St George’s Hill in Elmbridge, Surrey, was the number one location for the highest value home sales outside the capital in the year to date. It was followed by Highclere Park in Newbury, Hants, North Fambridge in Chelmsford, Essex, and Ridgemont Road in Ascot, Berks.

Surrey held the largest share of bigticket buyers after London, with 81 of the biggest purchases in the year to date. Buckingham­shire was the second most popular county, with 32 sales, up from 20 a year earlier. In Hertfordsh­ire and Hampshire top-end sales more than tripled, to 28 and 26 respective­ly.

By contrast, big-ticket sales in Kensington and Chelsea – a long-standing favourite for the wealthiest buyers – fell by 45 per cent year-on-year, to 154. In Westminste­r, sales halved to 92, while Camden saw a 36 per cent drop to 53.
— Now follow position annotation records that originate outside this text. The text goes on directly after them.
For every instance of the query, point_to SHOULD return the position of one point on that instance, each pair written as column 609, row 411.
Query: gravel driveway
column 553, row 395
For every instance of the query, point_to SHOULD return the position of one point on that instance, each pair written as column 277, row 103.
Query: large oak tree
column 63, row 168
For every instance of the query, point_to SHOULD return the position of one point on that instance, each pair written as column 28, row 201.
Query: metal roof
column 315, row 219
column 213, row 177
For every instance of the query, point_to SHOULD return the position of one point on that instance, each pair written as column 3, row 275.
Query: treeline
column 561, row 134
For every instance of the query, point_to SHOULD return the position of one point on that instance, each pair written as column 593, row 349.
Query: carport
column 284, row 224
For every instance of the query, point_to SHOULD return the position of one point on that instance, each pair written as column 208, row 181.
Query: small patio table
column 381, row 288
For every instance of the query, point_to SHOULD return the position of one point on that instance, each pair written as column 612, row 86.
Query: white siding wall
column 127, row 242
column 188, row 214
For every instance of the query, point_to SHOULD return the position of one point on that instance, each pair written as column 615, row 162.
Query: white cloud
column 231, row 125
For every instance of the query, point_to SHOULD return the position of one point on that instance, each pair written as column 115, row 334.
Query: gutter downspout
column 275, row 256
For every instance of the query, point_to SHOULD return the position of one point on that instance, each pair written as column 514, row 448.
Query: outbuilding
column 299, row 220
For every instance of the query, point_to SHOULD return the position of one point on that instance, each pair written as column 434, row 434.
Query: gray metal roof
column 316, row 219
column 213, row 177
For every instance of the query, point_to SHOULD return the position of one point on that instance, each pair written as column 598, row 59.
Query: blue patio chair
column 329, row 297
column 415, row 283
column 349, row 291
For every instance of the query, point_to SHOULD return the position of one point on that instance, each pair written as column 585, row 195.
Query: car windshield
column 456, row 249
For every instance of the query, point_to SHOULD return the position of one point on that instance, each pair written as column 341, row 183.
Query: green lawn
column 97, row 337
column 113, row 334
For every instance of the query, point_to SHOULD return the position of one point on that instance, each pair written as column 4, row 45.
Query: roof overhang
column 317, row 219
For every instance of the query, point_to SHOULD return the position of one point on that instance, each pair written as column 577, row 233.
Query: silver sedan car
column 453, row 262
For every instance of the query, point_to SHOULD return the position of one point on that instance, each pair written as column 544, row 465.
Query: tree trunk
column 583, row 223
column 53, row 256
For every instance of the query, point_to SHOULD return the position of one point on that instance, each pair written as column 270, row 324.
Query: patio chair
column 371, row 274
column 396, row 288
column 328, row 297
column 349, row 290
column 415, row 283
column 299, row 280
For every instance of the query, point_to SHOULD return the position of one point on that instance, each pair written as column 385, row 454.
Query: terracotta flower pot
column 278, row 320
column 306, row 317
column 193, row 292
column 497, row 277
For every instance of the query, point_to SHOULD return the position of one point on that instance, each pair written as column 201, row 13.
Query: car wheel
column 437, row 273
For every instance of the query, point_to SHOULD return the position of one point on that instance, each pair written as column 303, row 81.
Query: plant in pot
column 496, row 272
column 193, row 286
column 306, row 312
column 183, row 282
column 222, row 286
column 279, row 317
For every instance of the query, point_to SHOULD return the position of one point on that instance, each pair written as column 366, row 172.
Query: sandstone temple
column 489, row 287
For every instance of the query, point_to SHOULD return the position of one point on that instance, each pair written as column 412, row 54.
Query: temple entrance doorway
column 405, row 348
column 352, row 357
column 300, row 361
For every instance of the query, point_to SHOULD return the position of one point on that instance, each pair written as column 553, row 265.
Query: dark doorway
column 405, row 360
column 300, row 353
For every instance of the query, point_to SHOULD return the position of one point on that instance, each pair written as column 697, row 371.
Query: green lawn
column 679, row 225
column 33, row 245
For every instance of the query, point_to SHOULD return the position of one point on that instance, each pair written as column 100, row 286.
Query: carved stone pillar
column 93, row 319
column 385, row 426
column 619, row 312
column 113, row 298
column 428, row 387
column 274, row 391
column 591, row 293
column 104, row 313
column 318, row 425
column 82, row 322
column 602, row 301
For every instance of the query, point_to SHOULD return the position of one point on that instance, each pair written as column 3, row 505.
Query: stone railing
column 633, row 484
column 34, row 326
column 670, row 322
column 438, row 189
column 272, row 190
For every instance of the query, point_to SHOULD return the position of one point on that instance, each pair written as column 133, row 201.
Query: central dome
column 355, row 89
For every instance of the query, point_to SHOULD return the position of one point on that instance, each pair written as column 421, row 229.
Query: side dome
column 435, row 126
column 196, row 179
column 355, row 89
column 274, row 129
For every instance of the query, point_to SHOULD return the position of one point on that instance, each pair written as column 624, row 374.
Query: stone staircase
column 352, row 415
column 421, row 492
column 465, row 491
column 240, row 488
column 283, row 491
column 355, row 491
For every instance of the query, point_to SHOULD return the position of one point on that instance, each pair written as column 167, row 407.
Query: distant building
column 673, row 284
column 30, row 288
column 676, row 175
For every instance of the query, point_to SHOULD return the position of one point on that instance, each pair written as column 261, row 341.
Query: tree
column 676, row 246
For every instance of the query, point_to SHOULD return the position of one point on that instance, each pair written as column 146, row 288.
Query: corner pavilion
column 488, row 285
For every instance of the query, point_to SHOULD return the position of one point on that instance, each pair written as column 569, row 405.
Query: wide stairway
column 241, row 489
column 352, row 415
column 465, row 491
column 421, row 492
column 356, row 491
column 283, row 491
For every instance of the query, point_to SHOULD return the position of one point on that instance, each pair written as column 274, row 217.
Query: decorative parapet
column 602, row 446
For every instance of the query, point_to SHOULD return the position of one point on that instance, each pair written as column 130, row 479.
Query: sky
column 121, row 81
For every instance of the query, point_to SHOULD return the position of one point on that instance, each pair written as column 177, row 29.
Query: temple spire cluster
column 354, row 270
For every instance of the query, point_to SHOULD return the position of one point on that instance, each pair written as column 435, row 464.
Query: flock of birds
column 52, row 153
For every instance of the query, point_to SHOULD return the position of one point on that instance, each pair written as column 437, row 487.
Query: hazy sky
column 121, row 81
It reflects the fact internatio­nal buyers – who are more likely to spend in central London than the suburbs – largely disappeare­d in the pandemic, Search Acumen said. In the first six months of 2022, internatio­nal buyers accounted for 21 per cent of home sales in Greater London, according to Hampton estate agents, down from 35 per cent in 2018.

Overseas buyers account for 48 per cent of prime central London transactio­ns this year, up from 35 per cent in 2021, but the top end of the English property market has become more dominated by British spenders.

Buying outside the capital also means the top 0.1 per cent of purchasers spend less. The average price paid across the top 1,000 sales so far this year was £3.4million – roughly half the £6.3million spend in 2021. Andy Somerville, of Search Acumen, said that “the days of London being the default location of choice for high-value house purchases are increasing­ly behind us”.